Maskne prevention tips for toddlers, children, and teenagers:
- Daily Cleansing: The best way to prevent maskne for all, but especially in young children and toddlers, is through regular face washing. It’s easy to forget to wash your child’s face before they go to sleep or before they begin the day, but cleansing the face with a mild non-soap cleanser can help remove excess oil, dirt, and bacteria that the mask might trap against the skin. When choosing a cleanser, steer clear of products with fragrances, alcohols, or dyes—in general, anything marketed towards adults might be too harsh for a child’s sensitive skin.
- Moisturization: Moisturization is a crucial step in protecting the sensitive skin barrier and preventing irritation that could lead to breakouts. Moisturize the skin after cleansing with a non-comedogenic moisturizer after patting the skin dry, not rubbing it, which can cause more tiny cracks. The thicker, blander creams are more effective than lotions that often contain irritating ingredients and are less effective at sealing in moisturize. Don’t forget the lip area —plain petroleum jelly or an unscented lip balm can help prevent painful lip cracking and peeling.
- Choose the right fit and fabric: Not all face masks and face coverings are created equal. Many types of synthetic fabric can be irritating when rubbing directly on the skin of the face, so try cotton or other natural materials to see what works best for your child. Additionally, the fit of the face mask is crucial. A mask that is too large will slide around the face and can lead to the chaffing as well as excess touching and readjusting, which can put your child at risk. A mask that is too small is likely to rub against the skin unfavorably and similarly cause irritation. Help your child position their face mask to have a snug, comfortable fit over the mouth and nose.
- Keep the masks clean: Many parents underestimate the necessity of washing face coverings often in respect to both your skin health and the mask’s effectiveness. It is recommended to wash your face covering as often as possible, ideally after every use, both to remove any outside viral particles and cleanse sweat, oil, and saliva build up that could harbor harmful bacteria.
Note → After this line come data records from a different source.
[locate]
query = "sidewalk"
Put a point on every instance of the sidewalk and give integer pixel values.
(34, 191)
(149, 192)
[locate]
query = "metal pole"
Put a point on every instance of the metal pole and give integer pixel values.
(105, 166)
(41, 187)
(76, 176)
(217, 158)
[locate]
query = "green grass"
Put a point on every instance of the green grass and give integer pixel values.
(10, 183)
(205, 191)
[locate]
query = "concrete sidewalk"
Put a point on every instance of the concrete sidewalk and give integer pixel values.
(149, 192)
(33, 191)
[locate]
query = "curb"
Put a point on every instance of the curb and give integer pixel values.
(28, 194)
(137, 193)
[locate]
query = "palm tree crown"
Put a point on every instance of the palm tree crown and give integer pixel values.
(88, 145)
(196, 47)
Consider having multiple different face masks on hand for each necessary outing in case your child sweats or otherwise soils the mask.
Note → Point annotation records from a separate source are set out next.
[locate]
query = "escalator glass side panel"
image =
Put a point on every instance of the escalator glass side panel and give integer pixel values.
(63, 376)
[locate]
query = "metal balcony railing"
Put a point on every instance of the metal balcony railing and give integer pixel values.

- For teens — combat acne and skip the products: Teenagers should consider adding an acne-fighting cleanser or spot-treatment to their daily routine. While many cleansers on the market can be too harsh for children, teenagers who have oily or acne-prone skin can consider a cleanser with low strength benzoyl peroxide, salicylic acid, or other acne-fighting ingredients to combat maskne. However, it’s best to consult a dermatologist before beginning an acne regimen if you or your teenager experience excessive dryness, redness, or sensitivity—many products on the market such as harsh toners and face masks may do more harm than good. Additionally, for teenagers and adults, it’s best to refrain from heavy, pore-clogging makeup that may exacerbate maskne breakouts. Instead, opt for non-comedogenic products or skip the makeup altogether. If breakouts do occur, be sure not to pick them–this will only invite more bacteria and lead to potential scarring.
For children and teenagers, and their parents, maskne can be a difficult burden to handle in an already difficult time. The implementation of a consistent, simple skincare regimen can help the skin stay healthy and the proper fit and washing schedule can keep the mask clean and safe. Best practice is to eat right, drink lots of water, and try to take a mask break in a safe space every few hours to destress and let the skin breathe. If skin irritation and maskne persist, contact your local pediatrician or pediatric dermatologist to find appropriate treatment and prevention options specific for your child or teen. While mask wearing can naturally be difficult at times, it remains one of the most effective ways to prevent the spread of the virus to keep ourselves, our families, and our communities safe. So, please, mask up!